From Labor Day, 2006, this video shows the legendary American comic and honored humanitarian, Jerry Lewis, conducting the Las Vegas Philharmonic. I’ve played for many conductors over the course of my forty-year career, and Jerry Lewis was one of them! See if you can spot a much younger version of myself playing Leonard Bernstein’s “Candide” overture on the Las Vegas Strip. Yes, on the Las Vegas Strip.
This was recorded to open the nationally televised Muscular Dystrophy Association Telethon (watching the Telethon used to be a Labor Day tradition shared by millions of Americans). I was told this was the first time they totally shut down one of the most famous intersections in the world, Las Vegas Boulevard at Tropicana Boulevard. However, in order to do this, the filming had to be done at 2 am. All traffic was diverted. Here was a full symphony orchestra and extensive tech crew, with Jerry Lewis conducting, on the Las Vegas Strip at two o’clock in the morning. As you might imagine, there were more than a few people walking by, doing double takes. Some thinking, “where am I?” Or else questioning whether they should have had that last drink! Some passersby started dancing to the music. It’s always a party in Vegas.

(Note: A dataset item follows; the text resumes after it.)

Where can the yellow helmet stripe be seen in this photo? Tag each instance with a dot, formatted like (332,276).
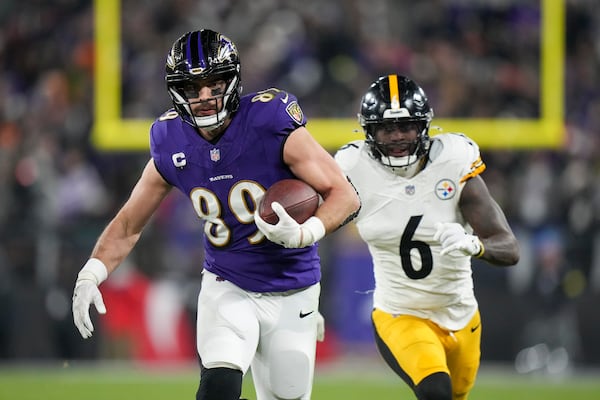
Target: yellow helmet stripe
(394,96)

Jerry Lewis liked classical music, and was famous for doing his schtick with an orchestra. He treated us quite nicely, but I wouldn’t have wanted to be part of the camera crew! He threw a first class tantrum at them. I worked with him one other time just a few years later–Gershwin’s “Rhapsody in Blue,” with the great pop composer Michel LeGrand as the piano soloist–and once again he was nice towards musicians, but vicious to the tech crew. Even a clown has his dark side.
Which brings me to why I’m writing this blog. We each have a dark side. The oboe and English horn are instruments famous for their mournful quality. Think “Swan of Tuonelo,“ the slow movement of Tchaikovsky’s Fourth Symphony, or the beautiful English horn introduction to Judy Collins’s version of “Send in the Clowns.” We are sometimes caricatured for our doleful personalities (all oboe players seem to be familiar with underused words like “doleful” and “plangent”…). But I’ve had the pleasure of hanging out with oboe players all my life, and I know that there are all kinds. The stereotype is sometimes true, but oftentimes definitely not true.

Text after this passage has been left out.